Lo primero que me llama la atención es el diseño de uno de los pósters del film, que reproduce en tiras la fría mirada de la asesina y los ojos llorosos de la víctima. Un cartel que plagia descaradamente al mítico de "A sangre fría" (Richard Brooks, 1967) que nos mostraba con el mismo patrón las perturbadoras miradas de los asesinos Perry Smith y Dick Hickock, una película magistral basada en la obra homónima de Capote con la que la presente no tiene nada que ver –salvo que también reproduce un crimen real-, pero que ha quedado como uno de los mejores films-documento de la historia del cine, y cuyo estilo ha sido imitado por otras piezas de true crime filmadas posteriormente. AN AMERICAN CRIME es el relato de un horrible crimen americano sólo porque sucedió en América, pero el Mal no tiene fronteras, como hemos comprobado recientemente en el caso de Joseph Fritzl, el jubilado austriaco que ha tenido encerrada a su hija durante 24 años en un sótano casero y a la que violó y dejo embarazada. Ante todo, el espectador tiene que sentirse agradecido por el desahogo interpretativo y el esfuerzo que desarrollan sus dos principales protagonistas.

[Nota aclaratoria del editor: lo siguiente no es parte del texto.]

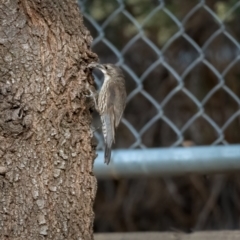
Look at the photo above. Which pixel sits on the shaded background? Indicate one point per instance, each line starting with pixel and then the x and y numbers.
pixel 181 60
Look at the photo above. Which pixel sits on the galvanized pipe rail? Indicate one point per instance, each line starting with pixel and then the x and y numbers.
pixel 168 161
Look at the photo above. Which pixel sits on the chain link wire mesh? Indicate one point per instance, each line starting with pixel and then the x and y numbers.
pixel 182 67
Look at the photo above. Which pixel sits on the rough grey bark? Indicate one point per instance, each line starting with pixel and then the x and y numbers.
pixel 47 187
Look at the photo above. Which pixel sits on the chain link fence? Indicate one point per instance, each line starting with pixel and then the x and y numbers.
pixel 181 60
pixel 182 66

En primer lugar, una espléndida Catherine Keener metida en las entrañas de ese ser despreciable y desequilibrado llamado Gertrude Baniszewski, una ama de casa miserable, enferma, atormentada, frustrada y sin esperanzas de futuro, devota y nada temerosa de Dios que, sin ninguna justificación, señala como única culpable de sus desgracias a la pobre Sylvia. Dándole réplica, una no menos magnífica Ellen Page, aportando débilmente oxígeno a la frágil adolescente, mártir sin causa alguna. Cada abuso, cada vejación (aterradora y dantesca esa humillante escena del baile en la que un muchacho la sostiene inconsciente sobre sus hombros como si de de una muñeca rota se tratara), cada sesión de tortura nos pone un nudo en la garganta y hace que se nos encoja el corazón.

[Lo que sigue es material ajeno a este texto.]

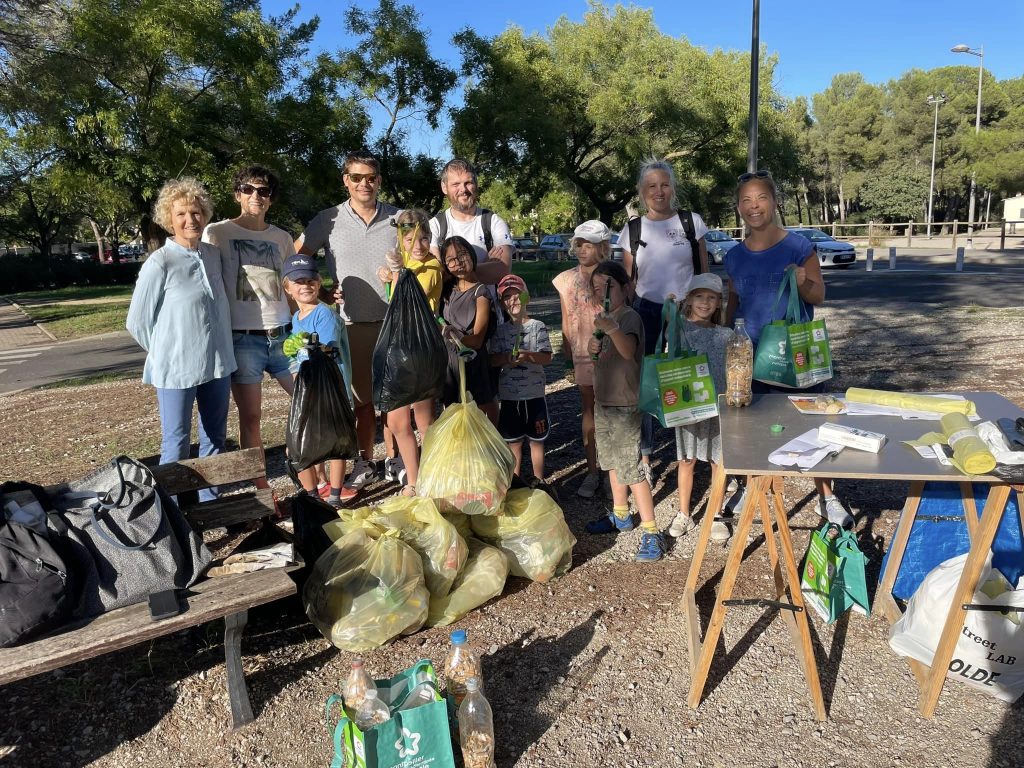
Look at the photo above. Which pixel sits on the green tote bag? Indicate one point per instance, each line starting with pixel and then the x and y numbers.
pixel 793 352
pixel 412 738
pixel 676 386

La acción nos sitúa a mediados de los 60, la prodigiosa y convulsa década del flower-power, de la contracultura, del ácido, el sexo y el rock and roll, de la psicodelia y los lisérgicos veranos del amor… También de la Guerra del Vietnam y de algunos de los más grandes crímenes. Un fabuloso caldo de cultivo para que errantes gurús de medio pelo como Charles Manson tiñera de rojo los sueños de libertad en Cielo Drive. Resulta curioso que un caso olvidado y desconocido para la opinión pública como el de “El estado de Indiana contra Baniszewski”, haya dado lugar a dos films muy potentes que fueron presentados en la misma edición del Festival de Sitges; el mucho más explícito The Girl next Door, que amplia los momentos más escabrosos con todo lujo de detalle; y la cinta que nos ocupa, mucho más comedida a la hora de mostrar de forma expresa la tortura, aunque igualmente demoledora al mostrar sus efectos.

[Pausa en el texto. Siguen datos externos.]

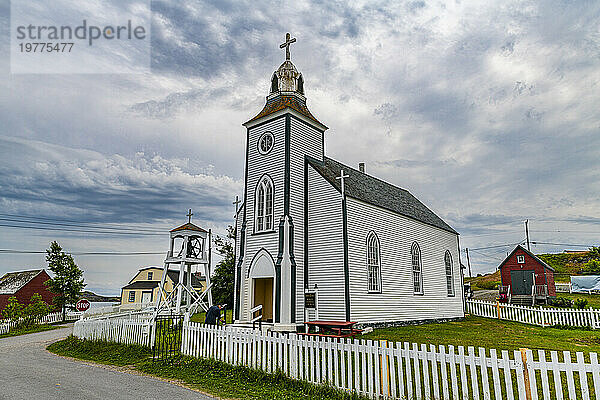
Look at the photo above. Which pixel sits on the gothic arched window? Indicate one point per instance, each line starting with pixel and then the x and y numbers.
pixel 449 273
pixel 264 205
pixel 415 253
pixel 300 84
pixel 274 84
pixel 373 263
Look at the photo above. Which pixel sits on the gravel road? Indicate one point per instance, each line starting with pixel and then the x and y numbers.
pixel 29 371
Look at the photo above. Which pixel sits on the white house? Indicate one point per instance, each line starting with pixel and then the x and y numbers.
pixel 317 239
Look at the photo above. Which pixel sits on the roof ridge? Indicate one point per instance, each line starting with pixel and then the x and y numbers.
pixel 370 176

Película de tono seco, amargo e hiperrealista, de exquisita ambientación y momentos de una sordidez extenuante, cuya visión es imposible sin que se produzcan severos desgarros emocionales. Narrada por la presencia fantasmal de la propia Sylvia que, desde un tiovivo, sirve de catalizador al evocar, a través de unos medidos flash-backs, todo lo acontecido, intercalando los momentos estelares del juicio sobre unos hechos que el fiscal definió como “el más abominable crimen cometido en el estado de Indiana”. Personalmente, me hubiera gustado un poco más explicitud gore, tal vez hubiera sufrido menos, aun así, resulta horripilante y nada artificiosa la escena de la botella de Coca-Cola que Baniszewski obliga a la muchacha a introducirse en la vagina, o esa otra en que le graban en el vientre tan degradante frase. Me parece apropiada hasta esa onírica escena-trampa que confunde al espectador con el anhelo de un final feliz para los infortunios de la chica. Un final imposible sobre el que como un gran mazo golpea el último e inevitable acto de la muerte. Sylvia, desde el tiovivo, pone fin al martirio con esta reflexión: “el reverendo Billy dice que Dios tiene un plan para cada situación. Pero yo sigo sin comprender cuál era ese plan en mi caso”. Demasiado joven para comprender el estado de las cosas en el reino de Mal, para entender que el infierno somos nosotros.